30. Carry a bandanna. Maybe two. Mop your brow even when it doesn’t need mopping.
31. Walk on the shady side of the street. (Visitors from Up No’th have to be reminded.) Whoever designed those treeless parking lots around shopping malls should have to park in one. Every day. In August. Let the punishment fit the crime.
32. Sigh now and then over the follies of men. Do not judge lest you get all worked up. (Isn’t that in Scripture somewhere?)
33. Read “Gorky Park” or some other detective story set in a cold climate. Check out Howard Hawks’ arctic and antic sci-fi classic “The Thing From Another World.” The scary scenes are particularly funny.
34. Send the kids to visit the grandparents.
35. Grandparents: Send the kids back after 24 hours, then take a week off by yourselves. You deserve it. You’ve already raised your kids. Alaska would be nice this time of year. If you can’t make it up there, Newfoundland is closer.
36. Think what Stockholm must be like. Also Spitsbergen.
37. Go for a walk at dawn, preferably without having to get up at an early hour.
38. Peaches.

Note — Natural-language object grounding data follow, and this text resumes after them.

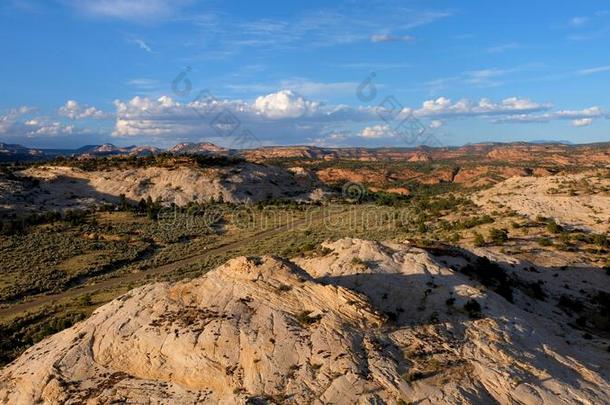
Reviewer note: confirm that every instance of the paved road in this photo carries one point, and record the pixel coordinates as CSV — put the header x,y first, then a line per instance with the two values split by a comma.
x,y
125,279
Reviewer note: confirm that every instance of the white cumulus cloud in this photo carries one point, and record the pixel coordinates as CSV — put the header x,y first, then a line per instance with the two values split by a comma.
x,y
284,104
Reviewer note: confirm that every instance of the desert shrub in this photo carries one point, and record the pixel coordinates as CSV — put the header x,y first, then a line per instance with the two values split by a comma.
x,y
545,242
600,240
491,275
569,303
479,240
305,318
554,227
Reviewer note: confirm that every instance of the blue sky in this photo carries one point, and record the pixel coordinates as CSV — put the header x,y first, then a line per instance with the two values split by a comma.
x,y
161,72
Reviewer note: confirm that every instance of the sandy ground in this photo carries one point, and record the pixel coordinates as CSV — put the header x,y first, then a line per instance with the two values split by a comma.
x,y
550,197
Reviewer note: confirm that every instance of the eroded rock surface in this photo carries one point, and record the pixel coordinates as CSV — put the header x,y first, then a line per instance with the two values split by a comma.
x,y
365,322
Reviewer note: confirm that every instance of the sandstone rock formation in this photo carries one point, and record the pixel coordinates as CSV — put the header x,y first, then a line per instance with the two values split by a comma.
x,y
366,322
576,200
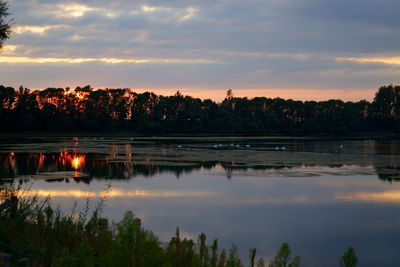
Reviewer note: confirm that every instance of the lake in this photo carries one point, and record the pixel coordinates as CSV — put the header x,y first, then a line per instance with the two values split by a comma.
x,y
320,195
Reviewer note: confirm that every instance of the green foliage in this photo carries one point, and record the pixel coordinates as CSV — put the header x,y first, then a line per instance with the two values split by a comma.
x,y
49,238
349,259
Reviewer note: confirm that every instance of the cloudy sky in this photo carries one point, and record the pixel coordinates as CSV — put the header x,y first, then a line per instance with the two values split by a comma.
x,y
302,49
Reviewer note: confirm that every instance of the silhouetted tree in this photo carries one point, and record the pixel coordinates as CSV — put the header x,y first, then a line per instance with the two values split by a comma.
x,y
284,258
5,27
349,259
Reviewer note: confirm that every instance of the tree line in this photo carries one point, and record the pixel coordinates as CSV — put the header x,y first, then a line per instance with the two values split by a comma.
x,y
87,109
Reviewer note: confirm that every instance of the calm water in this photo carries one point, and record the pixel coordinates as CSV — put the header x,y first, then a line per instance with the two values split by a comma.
x,y
319,195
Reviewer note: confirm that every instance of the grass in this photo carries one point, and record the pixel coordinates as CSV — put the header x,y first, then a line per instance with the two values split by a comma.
x,y
36,234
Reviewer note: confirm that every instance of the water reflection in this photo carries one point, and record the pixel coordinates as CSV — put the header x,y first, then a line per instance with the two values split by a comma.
x,y
86,167
334,197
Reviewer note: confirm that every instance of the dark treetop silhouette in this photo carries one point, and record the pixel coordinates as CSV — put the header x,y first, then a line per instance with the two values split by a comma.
x,y
5,28
86,109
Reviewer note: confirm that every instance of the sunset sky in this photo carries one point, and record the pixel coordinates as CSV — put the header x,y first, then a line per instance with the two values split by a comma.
x,y
301,49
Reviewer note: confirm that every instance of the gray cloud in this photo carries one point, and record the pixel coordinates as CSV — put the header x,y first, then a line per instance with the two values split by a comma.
x,y
257,44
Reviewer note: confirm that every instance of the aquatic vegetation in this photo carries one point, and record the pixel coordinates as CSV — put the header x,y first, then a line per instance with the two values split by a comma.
x,y
39,235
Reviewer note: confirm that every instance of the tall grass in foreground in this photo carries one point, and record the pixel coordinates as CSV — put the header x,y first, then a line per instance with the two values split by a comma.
x,y
36,234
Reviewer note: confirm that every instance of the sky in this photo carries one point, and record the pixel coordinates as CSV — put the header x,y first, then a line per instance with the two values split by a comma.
x,y
300,49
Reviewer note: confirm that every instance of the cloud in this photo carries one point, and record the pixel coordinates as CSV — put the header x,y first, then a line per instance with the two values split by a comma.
x,y
21,29
383,60
289,44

Especially those from around Clarksville, Ark., where they keep turning out new varieties. Oh, those Ruby Princes! Ambrosia!
39. “Simplify, simplify, simplify.” –Henry David Thoreau once again.
40. Don’t fret. Why worry about things till you have to? You may never have to.
41. Just one word: Seersucker.
42. Wonder about the Laplanders.
43. Go ahead, try the waterslide.
44. Think on not having to put up the Christmas decorations, cook the turkey or build a roaring fire.
45. Smile in the sure knowledge that the damper on your fireplace is closed.
46. Check out the contents of the fridge at home. At length.
47. Consult the atlas for the location of Novaya Zemlya and the Bering Strait. Read about penguin population patterns. Study up on the Aurora Borealis.
48. Re-read Jack London’s “To Build a Fire.”
49. Be nice. Act pretty.
50. Take the columnists in the newspaper with an extra grain of salt. Maybe a carload.